The structural homology among threonine, GABA, and their derivatives led us to the hypothesis that these relevant chemicals may act as competitive substrates in enzymatic reactions for their overlapping metabolism. As the reviewer suggested above, they may similarly act as competitive ligands for GABA receptors (i.e., metabotropic GABA receptors, in particular), explaining weaker GABA responses in R2 EB neurons of threonine-fed flies than those in control.

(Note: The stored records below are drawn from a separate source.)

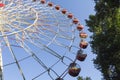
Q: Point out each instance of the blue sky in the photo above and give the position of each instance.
(81, 10)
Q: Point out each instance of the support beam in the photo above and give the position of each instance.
(1, 65)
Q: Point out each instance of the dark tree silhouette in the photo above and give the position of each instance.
(105, 41)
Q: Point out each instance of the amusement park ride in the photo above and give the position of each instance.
(40, 29)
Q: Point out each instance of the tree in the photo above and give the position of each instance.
(81, 78)
(105, 41)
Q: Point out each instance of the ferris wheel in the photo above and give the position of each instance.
(39, 40)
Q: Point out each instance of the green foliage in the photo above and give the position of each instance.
(105, 26)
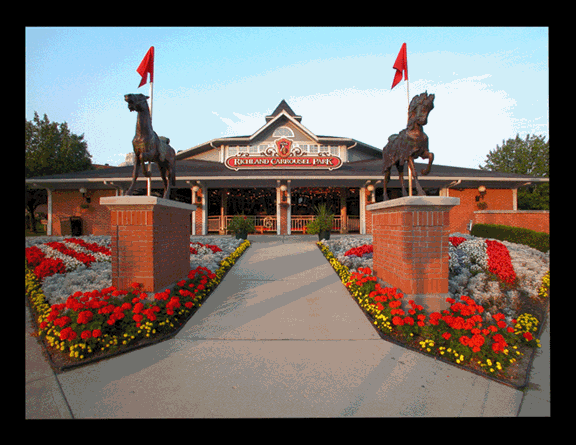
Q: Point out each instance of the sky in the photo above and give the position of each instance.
(490, 84)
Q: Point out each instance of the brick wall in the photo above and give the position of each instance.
(149, 243)
(538, 220)
(95, 219)
(495, 199)
(411, 243)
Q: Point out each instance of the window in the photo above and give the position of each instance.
(283, 132)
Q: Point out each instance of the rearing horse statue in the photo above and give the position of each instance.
(148, 147)
(411, 143)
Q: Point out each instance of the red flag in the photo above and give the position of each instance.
(401, 65)
(147, 66)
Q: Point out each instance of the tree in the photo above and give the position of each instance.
(51, 149)
(529, 156)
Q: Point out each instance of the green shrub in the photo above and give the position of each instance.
(518, 235)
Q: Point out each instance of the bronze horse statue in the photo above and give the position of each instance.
(411, 143)
(148, 147)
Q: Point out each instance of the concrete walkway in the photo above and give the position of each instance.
(280, 337)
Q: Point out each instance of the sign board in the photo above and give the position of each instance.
(283, 156)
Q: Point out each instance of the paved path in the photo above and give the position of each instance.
(280, 337)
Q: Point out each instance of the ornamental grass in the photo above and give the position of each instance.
(464, 334)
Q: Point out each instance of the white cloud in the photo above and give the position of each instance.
(469, 117)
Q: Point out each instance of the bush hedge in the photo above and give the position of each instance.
(518, 235)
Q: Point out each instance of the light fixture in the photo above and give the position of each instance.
(283, 189)
(83, 191)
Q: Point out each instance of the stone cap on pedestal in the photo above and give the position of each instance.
(145, 200)
(413, 201)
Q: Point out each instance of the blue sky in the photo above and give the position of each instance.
(490, 83)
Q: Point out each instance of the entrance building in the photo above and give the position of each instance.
(276, 176)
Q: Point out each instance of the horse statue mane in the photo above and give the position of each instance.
(148, 147)
(410, 144)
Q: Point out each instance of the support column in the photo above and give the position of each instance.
(282, 209)
(410, 239)
(223, 207)
(343, 210)
(150, 241)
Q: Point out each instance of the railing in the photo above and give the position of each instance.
(267, 223)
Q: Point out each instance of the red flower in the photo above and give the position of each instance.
(499, 262)
(85, 317)
(456, 240)
(62, 321)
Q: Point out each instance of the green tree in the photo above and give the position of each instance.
(50, 149)
(529, 156)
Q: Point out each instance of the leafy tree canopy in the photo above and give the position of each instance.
(529, 156)
(52, 149)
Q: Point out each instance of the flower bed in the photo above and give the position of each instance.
(501, 276)
(464, 334)
(99, 322)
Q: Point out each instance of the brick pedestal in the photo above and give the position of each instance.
(150, 241)
(411, 246)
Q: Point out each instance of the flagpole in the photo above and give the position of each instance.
(408, 120)
(149, 178)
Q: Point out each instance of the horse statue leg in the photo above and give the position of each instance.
(386, 180)
(130, 191)
(400, 168)
(430, 157)
(163, 169)
(415, 177)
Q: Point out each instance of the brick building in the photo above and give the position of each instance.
(276, 175)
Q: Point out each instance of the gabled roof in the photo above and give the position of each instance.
(283, 106)
(282, 112)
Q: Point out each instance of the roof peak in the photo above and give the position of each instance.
(283, 106)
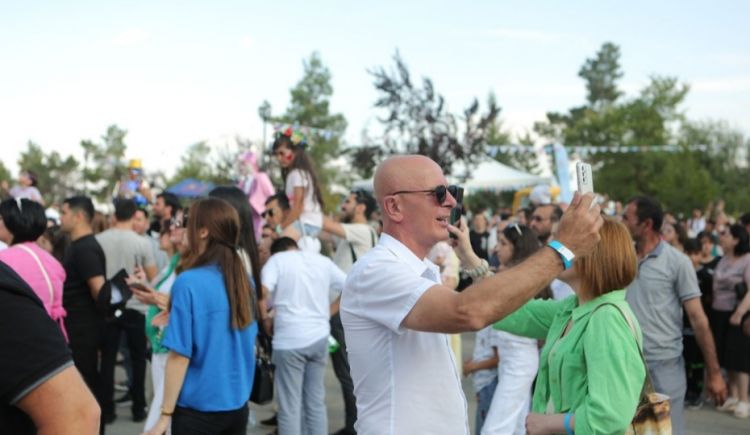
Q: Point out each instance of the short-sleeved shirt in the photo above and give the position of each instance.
(311, 212)
(358, 237)
(124, 249)
(405, 381)
(729, 273)
(299, 283)
(222, 359)
(83, 260)
(33, 349)
(666, 279)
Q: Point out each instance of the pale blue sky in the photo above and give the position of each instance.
(173, 73)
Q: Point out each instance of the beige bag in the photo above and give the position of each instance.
(652, 417)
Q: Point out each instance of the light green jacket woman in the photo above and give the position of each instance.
(594, 370)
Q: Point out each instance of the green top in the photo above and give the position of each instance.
(595, 370)
(153, 333)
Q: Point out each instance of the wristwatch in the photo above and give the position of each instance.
(566, 255)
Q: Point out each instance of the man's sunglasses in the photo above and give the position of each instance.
(179, 223)
(440, 192)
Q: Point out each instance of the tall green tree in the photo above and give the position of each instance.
(104, 163)
(417, 120)
(57, 177)
(647, 121)
(310, 105)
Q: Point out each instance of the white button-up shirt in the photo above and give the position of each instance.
(405, 381)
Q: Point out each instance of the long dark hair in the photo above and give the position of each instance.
(223, 225)
(237, 199)
(301, 161)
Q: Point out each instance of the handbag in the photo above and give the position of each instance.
(652, 416)
(262, 391)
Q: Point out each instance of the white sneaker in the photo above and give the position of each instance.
(728, 405)
(742, 410)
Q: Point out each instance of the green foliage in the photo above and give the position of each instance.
(104, 163)
(310, 106)
(680, 180)
(417, 120)
(57, 177)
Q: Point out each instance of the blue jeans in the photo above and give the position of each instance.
(484, 399)
(300, 389)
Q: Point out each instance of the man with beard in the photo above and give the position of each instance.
(356, 237)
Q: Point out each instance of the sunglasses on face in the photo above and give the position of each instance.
(179, 223)
(440, 192)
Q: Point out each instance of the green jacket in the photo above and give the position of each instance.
(595, 370)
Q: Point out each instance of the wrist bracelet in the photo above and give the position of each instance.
(482, 270)
(568, 430)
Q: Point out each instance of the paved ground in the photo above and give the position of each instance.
(699, 422)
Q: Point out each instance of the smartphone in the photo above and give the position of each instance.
(457, 211)
(585, 178)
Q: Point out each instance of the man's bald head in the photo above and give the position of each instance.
(401, 173)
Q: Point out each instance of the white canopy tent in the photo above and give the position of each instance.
(490, 175)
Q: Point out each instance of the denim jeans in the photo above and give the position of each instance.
(300, 389)
(186, 421)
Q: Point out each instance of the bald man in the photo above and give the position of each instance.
(396, 313)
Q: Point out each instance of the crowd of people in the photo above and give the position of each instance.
(576, 312)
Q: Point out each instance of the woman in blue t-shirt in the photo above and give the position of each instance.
(211, 330)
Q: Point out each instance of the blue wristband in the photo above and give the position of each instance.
(568, 430)
(566, 255)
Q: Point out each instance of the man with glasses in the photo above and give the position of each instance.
(396, 313)
(355, 237)
(666, 285)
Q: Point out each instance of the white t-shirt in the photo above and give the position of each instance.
(405, 381)
(311, 213)
(360, 237)
(298, 283)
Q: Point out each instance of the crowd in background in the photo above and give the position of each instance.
(185, 288)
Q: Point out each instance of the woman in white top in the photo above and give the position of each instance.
(305, 215)
(519, 356)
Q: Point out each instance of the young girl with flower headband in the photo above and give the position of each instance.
(305, 215)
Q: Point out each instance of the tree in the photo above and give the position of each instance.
(104, 163)
(57, 177)
(418, 122)
(310, 106)
(601, 74)
(646, 121)
(194, 164)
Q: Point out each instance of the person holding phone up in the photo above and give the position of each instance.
(396, 312)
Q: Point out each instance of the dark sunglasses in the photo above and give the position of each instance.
(440, 192)
(177, 223)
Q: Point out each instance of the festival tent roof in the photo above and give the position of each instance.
(489, 175)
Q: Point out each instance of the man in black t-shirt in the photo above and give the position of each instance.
(40, 389)
(85, 269)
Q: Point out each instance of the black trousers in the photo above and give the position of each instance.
(341, 368)
(186, 421)
(133, 324)
(84, 343)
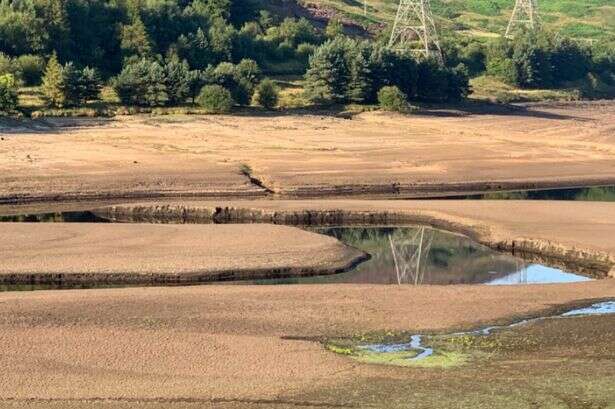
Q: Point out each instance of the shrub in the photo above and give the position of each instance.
(267, 94)
(8, 93)
(390, 98)
(326, 80)
(215, 98)
(53, 83)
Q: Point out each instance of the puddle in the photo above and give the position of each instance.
(585, 194)
(422, 255)
(414, 350)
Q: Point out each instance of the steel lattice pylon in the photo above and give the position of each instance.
(413, 22)
(525, 14)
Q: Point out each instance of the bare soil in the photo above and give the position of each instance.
(144, 253)
(442, 151)
(577, 233)
(251, 346)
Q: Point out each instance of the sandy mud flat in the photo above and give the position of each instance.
(374, 154)
(243, 345)
(142, 253)
(577, 233)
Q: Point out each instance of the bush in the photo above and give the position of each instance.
(31, 67)
(141, 83)
(390, 98)
(215, 98)
(267, 94)
(8, 93)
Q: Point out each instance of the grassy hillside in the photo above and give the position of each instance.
(588, 19)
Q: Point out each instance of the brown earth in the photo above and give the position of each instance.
(472, 148)
(581, 233)
(246, 345)
(138, 253)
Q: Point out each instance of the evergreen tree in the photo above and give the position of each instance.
(71, 85)
(326, 79)
(195, 49)
(177, 81)
(360, 87)
(267, 95)
(334, 28)
(135, 39)
(53, 83)
(90, 84)
(156, 94)
(196, 81)
(8, 93)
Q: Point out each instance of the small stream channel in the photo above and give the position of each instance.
(422, 351)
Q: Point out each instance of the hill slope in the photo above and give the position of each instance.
(589, 19)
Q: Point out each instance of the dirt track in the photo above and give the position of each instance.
(230, 343)
(374, 154)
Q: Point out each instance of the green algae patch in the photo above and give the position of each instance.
(356, 350)
(401, 358)
(442, 359)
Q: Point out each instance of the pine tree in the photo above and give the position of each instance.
(8, 93)
(334, 28)
(135, 39)
(360, 87)
(90, 84)
(71, 85)
(53, 83)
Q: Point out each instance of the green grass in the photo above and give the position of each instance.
(584, 20)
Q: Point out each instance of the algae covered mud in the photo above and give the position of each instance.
(448, 349)
(582, 194)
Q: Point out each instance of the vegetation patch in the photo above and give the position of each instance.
(355, 348)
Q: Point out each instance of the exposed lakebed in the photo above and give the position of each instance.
(399, 255)
(421, 350)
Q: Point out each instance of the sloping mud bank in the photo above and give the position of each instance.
(78, 253)
(562, 239)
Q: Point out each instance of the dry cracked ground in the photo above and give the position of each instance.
(229, 346)
(308, 155)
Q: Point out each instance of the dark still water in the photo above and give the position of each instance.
(584, 194)
(422, 255)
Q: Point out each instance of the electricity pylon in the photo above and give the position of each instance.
(414, 22)
(524, 14)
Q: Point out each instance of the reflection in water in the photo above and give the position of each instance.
(584, 194)
(422, 255)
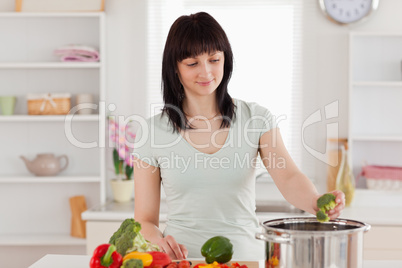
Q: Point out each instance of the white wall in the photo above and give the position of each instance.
(326, 71)
(325, 54)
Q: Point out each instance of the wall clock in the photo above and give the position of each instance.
(348, 11)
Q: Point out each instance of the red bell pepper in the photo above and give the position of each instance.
(104, 256)
(160, 258)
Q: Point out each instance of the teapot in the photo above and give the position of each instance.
(45, 164)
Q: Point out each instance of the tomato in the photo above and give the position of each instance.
(184, 264)
(172, 265)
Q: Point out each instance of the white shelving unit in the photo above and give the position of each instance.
(375, 110)
(40, 205)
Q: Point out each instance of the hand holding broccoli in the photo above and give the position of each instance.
(330, 205)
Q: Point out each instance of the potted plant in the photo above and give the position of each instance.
(123, 183)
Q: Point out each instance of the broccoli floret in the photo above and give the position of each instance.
(326, 202)
(128, 238)
(132, 263)
(322, 216)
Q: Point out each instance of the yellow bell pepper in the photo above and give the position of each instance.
(146, 258)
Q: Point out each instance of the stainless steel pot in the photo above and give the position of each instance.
(304, 242)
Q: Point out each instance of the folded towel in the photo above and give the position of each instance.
(77, 53)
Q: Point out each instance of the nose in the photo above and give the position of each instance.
(205, 70)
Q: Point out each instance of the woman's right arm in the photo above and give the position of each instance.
(146, 209)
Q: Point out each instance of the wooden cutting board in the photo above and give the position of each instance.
(250, 264)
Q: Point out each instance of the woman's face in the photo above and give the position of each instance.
(201, 75)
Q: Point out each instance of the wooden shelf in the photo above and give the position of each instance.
(378, 83)
(41, 240)
(50, 179)
(50, 14)
(378, 138)
(48, 118)
(50, 65)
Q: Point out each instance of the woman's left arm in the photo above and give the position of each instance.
(291, 182)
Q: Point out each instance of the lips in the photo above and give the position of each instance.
(205, 83)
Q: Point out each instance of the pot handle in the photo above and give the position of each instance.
(272, 237)
(368, 227)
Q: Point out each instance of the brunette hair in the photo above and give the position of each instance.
(190, 36)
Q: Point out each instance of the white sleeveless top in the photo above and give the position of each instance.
(209, 194)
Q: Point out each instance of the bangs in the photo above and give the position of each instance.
(196, 41)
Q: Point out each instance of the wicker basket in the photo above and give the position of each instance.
(383, 177)
(49, 104)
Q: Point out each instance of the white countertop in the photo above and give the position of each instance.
(82, 261)
(372, 207)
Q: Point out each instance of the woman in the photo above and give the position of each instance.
(203, 147)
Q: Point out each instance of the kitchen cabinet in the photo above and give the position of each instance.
(375, 93)
(35, 214)
(383, 243)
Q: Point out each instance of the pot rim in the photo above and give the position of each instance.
(360, 226)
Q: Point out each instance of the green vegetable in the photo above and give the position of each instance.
(132, 263)
(218, 248)
(322, 216)
(128, 238)
(325, 203)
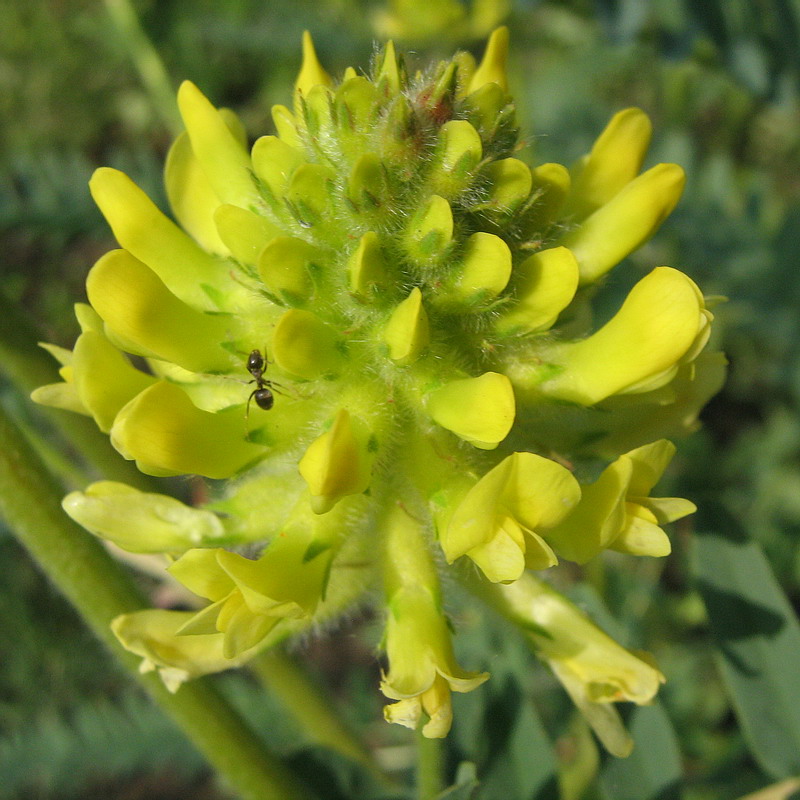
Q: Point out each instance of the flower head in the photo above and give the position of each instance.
(371, 329)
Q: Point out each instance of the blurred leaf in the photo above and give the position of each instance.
(465, 785)
(653, 771)
(758, 637)
(785, 790)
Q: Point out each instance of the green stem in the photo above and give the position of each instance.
(308, 704)
(147, 61)
(101, 590)
(430, 771)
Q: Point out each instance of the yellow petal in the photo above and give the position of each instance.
(309, 193)
(460, 146)
(598, 518)
(141, 522)
(624, 223)
(338, 463)
(285, 266)
(431, 229)
(367, 266)
(545, 284)
(153, 635)
(551, 183)
(137, 306)
(104, 378)
(644, 341)
(524, 491)
(274, 161)
(244, 232)
(510, 183)
(492, 68)
(479, 410)
(284, 581)
(161, 428)
(406, 333)
(306, 346)
(199, 571)
(60, 395)
(485, 268)
(311, 72)
(389, 71)
(191, 196)
(615, 160)
(148, 235)
(223, 159)
(642, 537)
(286, 125)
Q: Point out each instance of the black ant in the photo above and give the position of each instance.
(256, 366)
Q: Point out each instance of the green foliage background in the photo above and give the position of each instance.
(720, 80)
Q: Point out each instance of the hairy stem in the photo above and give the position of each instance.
(100, 589)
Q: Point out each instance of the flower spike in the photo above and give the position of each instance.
(369, 339)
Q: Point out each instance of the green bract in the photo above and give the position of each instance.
(374, 328)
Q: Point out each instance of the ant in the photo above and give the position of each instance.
(256, 366)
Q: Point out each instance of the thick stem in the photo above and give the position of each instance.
(100, 589)
(305, 700)
(430, 767)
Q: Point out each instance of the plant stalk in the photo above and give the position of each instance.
(101, 590)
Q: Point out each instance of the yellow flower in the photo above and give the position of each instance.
(422, 668)
(368, 327)
(501, 521)
(616, 511)
(593, 668)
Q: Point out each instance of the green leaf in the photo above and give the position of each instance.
(758, 639)
(465, 784)
(653, 770)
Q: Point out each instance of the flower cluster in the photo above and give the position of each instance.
(374, 330)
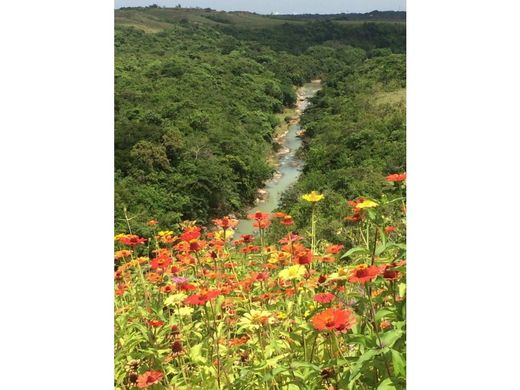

In our revised manuscript, we further found that threonine-fed flies displayed low levels of GABA and glutamate compared to those in control-fed flies (Figure 4A). Although this could be a compensatory decrease, a simple hypothesis would be that dietary threonine limits the total flux of GABA/glutamate/glutamine cycle possibly through substrate competition, decreases the size of available GABA pool, and thereby down-scales GABA transmission for SPET. This model is consistent with our observations that genetic suppression of GABA transmission by the conditional blockade of synaptic transmission in GAD1-expressing neurons or by the transgenic depletion of metabotropic GABA receptors in R2 EB neurons drives sleep in control-fed flies (i.e., mimics SPET in control-fed flies) and displays non-additive effects with SPET in threonine-fed flies. By contrast, high levels of extracellular GABA (e.g., GABA-T mutants or EOS/NipA-fed flies) or pharmacological enhancement of the metabotropic GABA transmission (e.g., oral administration of the GABA-B receptor agonist) may interfere with this process, thereby conferring the resistance to SPET.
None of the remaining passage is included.